Insurer requirements vary
Before debt can be written off, however, providers have to ensure they have followed their legal and contractual requirements for collections. Providers must attempt to collect copayments and coinsurance in accordance with their contract. If, after several attempts, payment is not received, they can determine whether to write it off or not.
The Centers for Medicare and Medicaid Services has stated that, under certain circumstances, such as indigence or financial hardship of a patient, rather than as a matter of routine, co-pays and deductibles may be legally waived. Some private plans may also allow for these waivers.
“However, proving financial hardship requires more than a patient stating that he or she cannot afford the services,” Barnes says. “Most third-party payers require significant documentation to justify the hardship. For these reasons, developing a need-based assistance policy is advisable.”
There might also be special requirements related to payment plans. Providers should confirm that commercial, federal and state contracts allow for balance billing or patient liability for the individual case before establishing an accounts receivable.
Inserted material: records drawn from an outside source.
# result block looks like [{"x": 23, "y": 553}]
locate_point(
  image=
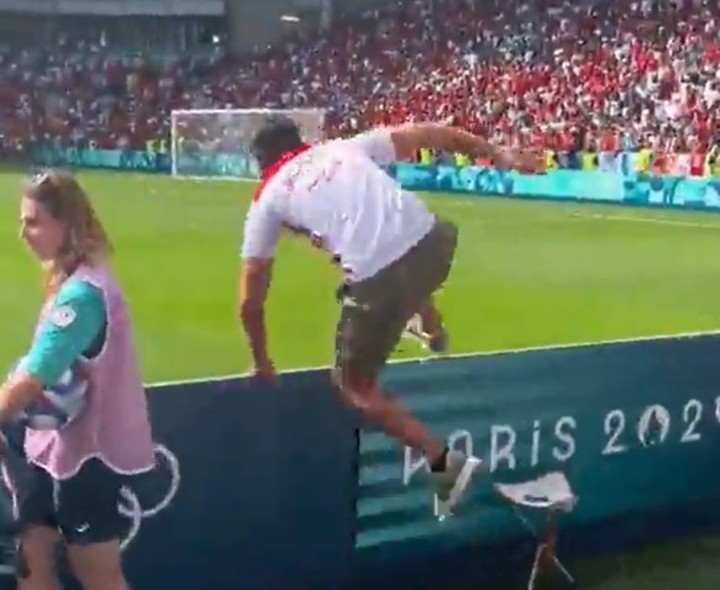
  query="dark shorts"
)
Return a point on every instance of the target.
[
  {"x": 84, "y": 508},
  {"x": 376, "y": 310}
]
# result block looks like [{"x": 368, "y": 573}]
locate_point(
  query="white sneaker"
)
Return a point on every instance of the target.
[{"x": 451, "y": 484}]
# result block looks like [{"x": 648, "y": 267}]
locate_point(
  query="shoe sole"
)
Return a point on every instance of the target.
[{"x": 461, "y": 483}]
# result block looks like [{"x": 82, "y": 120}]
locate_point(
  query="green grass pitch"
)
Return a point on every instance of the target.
[{"x": 526, "y": 274}]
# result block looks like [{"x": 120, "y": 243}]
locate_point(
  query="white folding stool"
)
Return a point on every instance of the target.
[{"x": 552, "y": 495}]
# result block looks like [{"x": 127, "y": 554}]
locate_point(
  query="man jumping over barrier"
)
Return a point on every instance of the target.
[{"x": 394, "y": 251}]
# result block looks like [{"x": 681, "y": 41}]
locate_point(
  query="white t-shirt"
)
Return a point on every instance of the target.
[{"x": 338, "y": 194}]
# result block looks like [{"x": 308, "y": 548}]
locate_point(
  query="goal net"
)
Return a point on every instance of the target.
[{"x": 216, "y": 143}]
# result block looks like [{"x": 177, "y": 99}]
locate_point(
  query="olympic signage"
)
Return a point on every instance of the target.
[
  {"x": 615, "y": 418},
  {"x": 623, "y": 431}
]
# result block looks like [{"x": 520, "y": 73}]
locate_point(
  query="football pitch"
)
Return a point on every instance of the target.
[{"x": 526, "y": 274}]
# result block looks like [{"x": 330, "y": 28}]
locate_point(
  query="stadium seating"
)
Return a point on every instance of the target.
[{"x": 552, "y": 73}]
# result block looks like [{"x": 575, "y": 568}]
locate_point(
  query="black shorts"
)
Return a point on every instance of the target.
[
  {"x": 376, "y": 310},
  {"x": 84, "y": 508}
]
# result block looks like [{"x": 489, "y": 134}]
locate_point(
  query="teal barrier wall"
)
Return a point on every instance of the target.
[
  {"x": 565, "y": 185},
  {"x": 270, "y": 488},
  {"x": 620, "y": 186}
]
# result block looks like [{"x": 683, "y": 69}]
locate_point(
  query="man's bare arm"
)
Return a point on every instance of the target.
[{"x": 410, "y": 138}]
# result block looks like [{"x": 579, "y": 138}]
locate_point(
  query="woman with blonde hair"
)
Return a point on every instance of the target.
[{"x": 77, "y": 471}]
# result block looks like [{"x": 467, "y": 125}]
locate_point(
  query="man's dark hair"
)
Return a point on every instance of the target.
[{"x": 276, "y": 136}]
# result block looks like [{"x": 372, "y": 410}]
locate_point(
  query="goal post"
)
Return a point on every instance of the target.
[{"x": 215, "y": 143}]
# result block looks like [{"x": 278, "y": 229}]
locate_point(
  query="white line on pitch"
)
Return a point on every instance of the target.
[{"x": 651, "y": 220}]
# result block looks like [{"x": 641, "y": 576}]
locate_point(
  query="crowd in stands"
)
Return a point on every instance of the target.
[{"x": 558, "y": 74}]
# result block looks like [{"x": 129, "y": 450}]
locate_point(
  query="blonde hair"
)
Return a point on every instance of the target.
[{"x": 86, "y": 242}]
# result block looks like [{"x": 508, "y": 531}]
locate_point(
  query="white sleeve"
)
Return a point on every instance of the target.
[
  {"x": 376, "y": 144},
  {"x": 262, "y": 232}
]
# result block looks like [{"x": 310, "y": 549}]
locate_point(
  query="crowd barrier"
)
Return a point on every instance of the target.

There are software systems that can automate some of these functions, as well as third-party companies to which practices can offload some or all of the billing/collections functions (including deductible/co-pay verification). While these might add costs to operations, they can provide a return on investment through higher collections/payments. However, the practice should be careful not to damage the personal connection to the patient. There should still be processes in place so that your own staff are initiating the conversation about how much and when payments will be collected, experts say.
Providers can also refer patients to organizations that help people with mental health or substance use disorders to appeal unjust insurance denials and violations of law, such as the Insured Consumer Access Network, which offers scholarships to help pay for out of pocket costs, and Legal Action Center.
Some practices also offer financial counseling/navigation services, or partner with other providers who can help. Patients in long-term care may risk losing coverage, for example, if they aren’t working. Others may be eligible for benefits they don’t know about. That confusion is likely to increase in the future as changes are made to federal and state health policy.
In general, the best approach for managing bad debt is to follow standard practices for pre- and post-service operations. Do you best to verify the patient’s ability to pay, to collect funds, to work with consumers to establish payment plans, and to follow insurance or other payer rules and obligations. Providers have to be proactive and advocate for consumers, Flora says.
“We have to make sure we’re not turning anyone away that is in need of care,” he says. “Prioritize those high-risk consumers and make sure that anyone who has the ability to pay is getting service, along with those who may not have that ability. Do everything you can do as a safety net provider to make sure there is no wrong door for care.”
Brian Albright is a freelance writer based in Ohio.